Wednesday, March 18, 2009

All A Twitter

Two day user of Twitter. Nod to Mack Male.

Man, I can sure turn 'sign up', into an adventure!

Wondering about this Twitter business. What's the value proposition?

'They" say research is one. Crowd sourcing another. Perhaps if you trust the crowd.

Mack hooked me, when he asked:
"For the locals - if you could teach @ctvedmonton ONE thing about Twitter, what would it be?


Worked for Mack, he got insight from the crowd, which became an element, in his Twitter presentation to the CTV folks.

OK, a good first lesson, into the value proposition for Twitter.

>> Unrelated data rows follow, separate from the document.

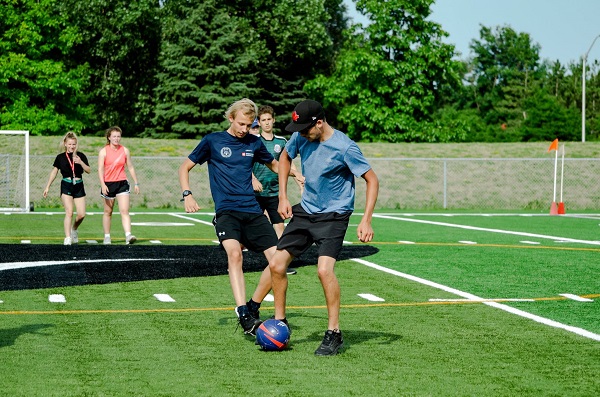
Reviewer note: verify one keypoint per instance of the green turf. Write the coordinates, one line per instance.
(117, 340)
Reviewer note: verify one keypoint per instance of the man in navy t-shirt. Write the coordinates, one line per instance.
(239, 219)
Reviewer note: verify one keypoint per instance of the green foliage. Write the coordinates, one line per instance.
(386, 82)
(39, 90)
(120, 42)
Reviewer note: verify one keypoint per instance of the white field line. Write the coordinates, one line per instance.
(518, 312)
(23, 265)
(191, 219)
(483, 229)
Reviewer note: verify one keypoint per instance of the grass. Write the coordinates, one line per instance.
(50, 145)
(117, 340)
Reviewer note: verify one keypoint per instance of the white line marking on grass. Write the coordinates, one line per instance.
(164, 298)
(483, 300)
(371, 297)
(160, 224)
(23, 265)
(57, 298)
(192, 219)
(576, 298)
(518, 312)
(483, 229)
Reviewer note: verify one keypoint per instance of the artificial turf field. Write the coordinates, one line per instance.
(438, 305)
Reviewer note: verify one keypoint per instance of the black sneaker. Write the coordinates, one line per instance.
(332, 343)
(253, 310)
(248, 322)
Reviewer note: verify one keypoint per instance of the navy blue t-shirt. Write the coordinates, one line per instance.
(230, 162)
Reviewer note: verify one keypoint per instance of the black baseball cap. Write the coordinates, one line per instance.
(305, 114)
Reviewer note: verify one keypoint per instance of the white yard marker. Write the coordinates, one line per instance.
(161, 224)
(497, 305)
(576, 298)
(371, 297)
(164, 297)
(57, 298)
(269, 298)
(542, 236)
(483, 300)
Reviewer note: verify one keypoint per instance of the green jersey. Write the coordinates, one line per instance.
(268, 178)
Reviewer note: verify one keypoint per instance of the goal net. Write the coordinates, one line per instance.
(14, 171)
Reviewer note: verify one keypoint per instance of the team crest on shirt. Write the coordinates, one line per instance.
(226, 152)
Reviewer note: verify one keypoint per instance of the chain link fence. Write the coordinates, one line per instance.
(415, 184)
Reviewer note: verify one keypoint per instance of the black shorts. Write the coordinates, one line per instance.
(74, 190)
(270, 205)
(115, 189)
(254, 231)
(326, 230)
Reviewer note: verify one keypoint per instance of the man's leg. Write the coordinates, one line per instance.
(236, 274)
(331, 289)
(278, 266)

However, Twitter isn't going to save local news, or media jobs, in this berg. Journalism is. The art and the craft are not well practiced, here.

This little nugget from Jeff Jarvis is worth contemplating.

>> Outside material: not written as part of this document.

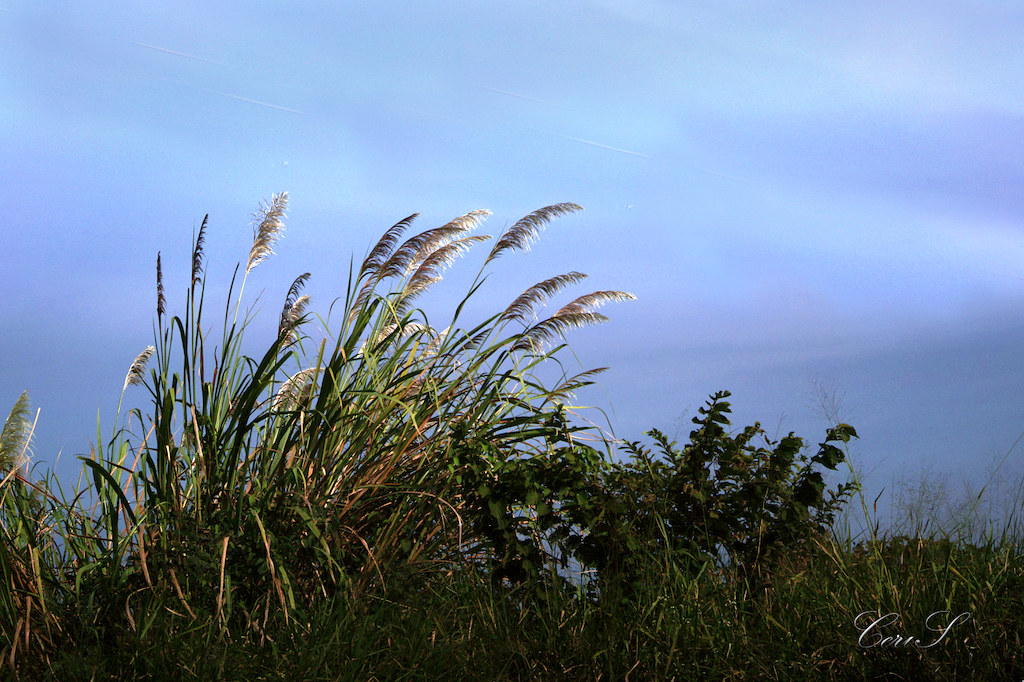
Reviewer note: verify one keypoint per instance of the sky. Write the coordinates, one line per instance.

"All these parties must collaborate, not compete. They must create complementary content that fills out their local news worlds so that each of them adds value and stands out for it. Writing the same story everyone else is covering does not do that; it never did."


The Muni Airport issue is a good local application of Jarvis' theory. The value proposition is getting past the rhetoric and posturing. Duplicating the same clip of Cal Nichols is not journalism.

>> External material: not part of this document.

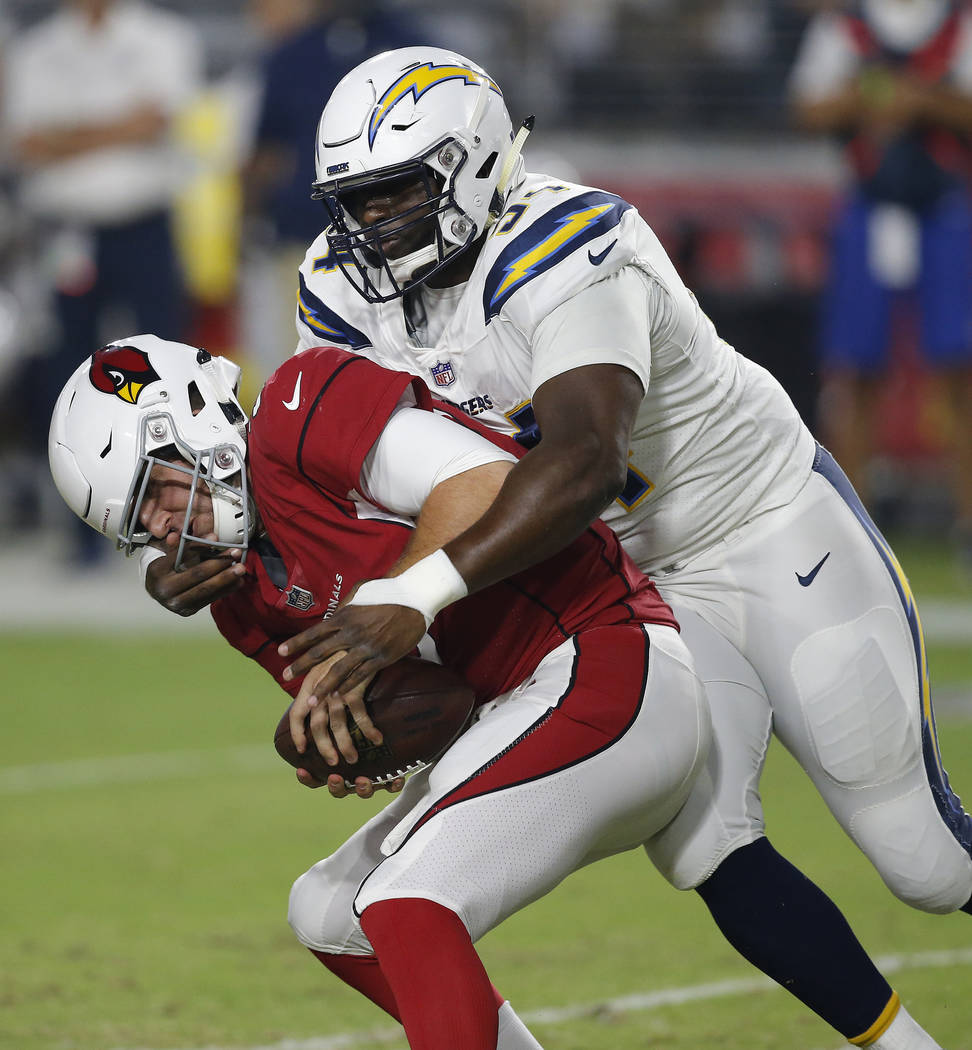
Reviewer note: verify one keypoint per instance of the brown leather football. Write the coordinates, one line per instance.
(420, 708)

Monitoring the conversation , joining it, can generate leads, provide perspective and distinguish, the journalist and the organization, which vacates the pack. Value for them and the news consumer.

There's little perspective, analysis, or discussion, in our local news.

"The City of Edmonton will channel $1.5 million from red-light camera tickets into a new University of Alberta research chair position focused on traffic safety research."

That's the last paragraph in this story, from the Journal.

A million and a half dollars is not chump change, is it? Photo radar and red light camera infractions are now a critical revenue source. The safety angle is bogus, a straw man. City budgets and University programs are now addicted to surveillance technology. Partners in sustaining the rationale for it, wrapped in a dubious unsubstantiated smoke screen of safety and security. Does it matter? Where's the journalism?